Events
Miko dispatches input with a DOM-style event model, including a capture phase and a bubbling phase. You can handle events either with Razor @on... directives or directly on DOM elements.
In Razor components
In .razor markup, attach handlers with the familiar @onclick (and similar) directives:
<button @onclick="Increment">Clicked @_count times</button>
@code {
private int _count;
private void Increment() => _count++;
}After an event handler runs, the component re-renders automatically — you do not need to call StateHasChanged() yourself for synchronous handlers.
On DOM elements
When building the DOM directly (see Using the Engine Directly), elements expose convenience handler properties and a generic AddEventListener.
Handlers use the MikoEventHandler<T> delegate, which takes a single event-args argument:
using Miko.Core.DomElements;
using Miko.Events;
var button = new ButtonElement { TextContent = "Click me" };
// Convenience property
button.OnClick = args =>
{
Console.WriteLine($"Clicked at ({args.X}, {args.Y})");
};
// Generic listener (capture/bubbling participating)

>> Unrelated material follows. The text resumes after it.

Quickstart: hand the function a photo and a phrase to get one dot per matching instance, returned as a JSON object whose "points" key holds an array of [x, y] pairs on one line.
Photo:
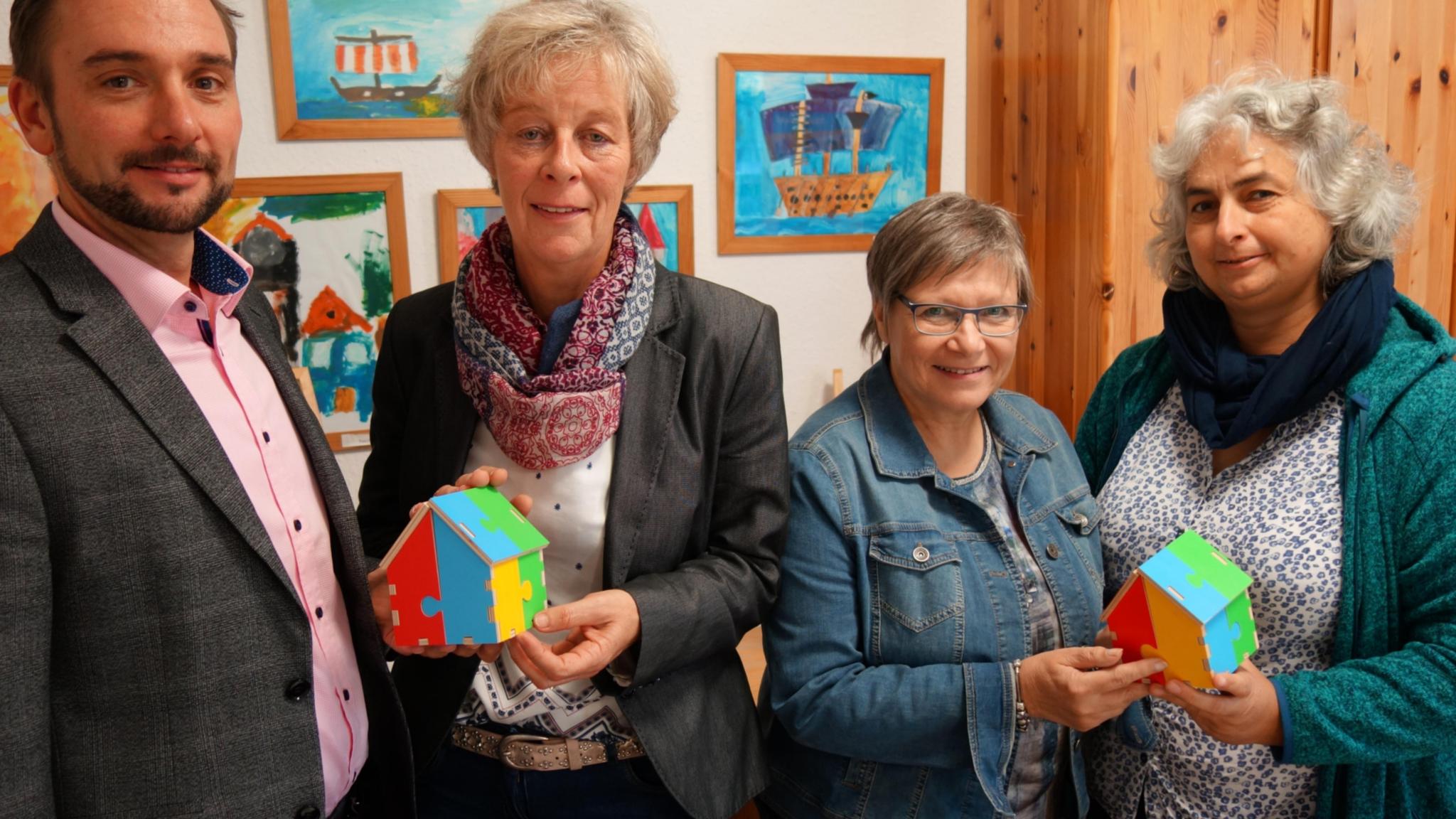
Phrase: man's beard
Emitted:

button.AddEventListener<MouseEventArgs>("click", args =>
{
// custom handling
});Convenience handler properties on Element include:
| Property | Event args |
|---|---|
OnClick | MouseEventArgs |
OnMouseEnter / OnMouseLeave | MouseEventArgs |
OnMouseDown / OnMouseUp | MouseEventArgs |
OnFocus / OnBlur | FocusEventArgs |
OnChange | ChangeEventArgs |
OnInput | InputEventArgs |
OnScroll | ScrollEventArgs |
OnKeyDown | KeyboardEventArgs |
MouseEventArgs exposes the pointer coordinates (X, Y), among other fields.
Capture and bubbling
Events propagate through the element tree like in a browser:
- Capture phase — from the root down toward the target.
- Target phase — the target element itself.

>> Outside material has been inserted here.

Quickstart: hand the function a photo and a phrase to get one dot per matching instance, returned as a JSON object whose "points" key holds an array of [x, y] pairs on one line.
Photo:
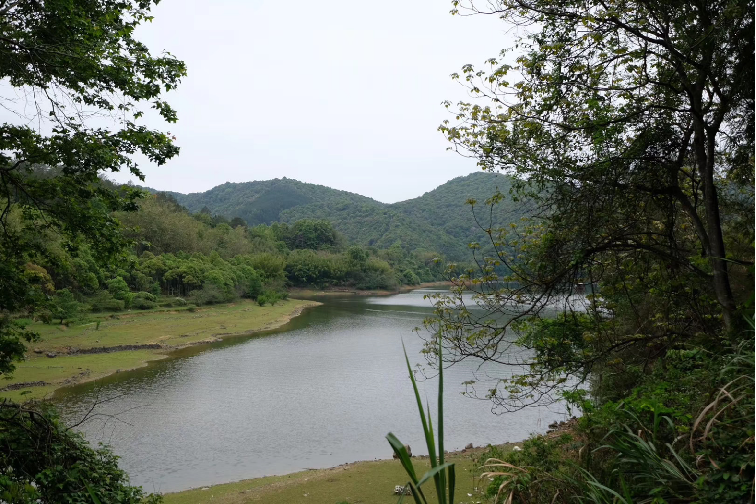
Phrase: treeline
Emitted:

- Bubbling phase — from the target back up toward the root.
A listener registered on an ancestor therefore sees events that originate on its descendants as they bubble up.
Global key handling
For app-wide shortcuts, register a global key handler on the app builder. Return true to mark the key as handled:
builder.AddGlobalKeyHandler(key =>
{
if (key == MikoKey.Escape)
{
// handle escape
return true;
}
return false;
});Async handlers
Event handlers may be async. See Async & Lifecycle for how Miko awaits them and re-renders when the task completes.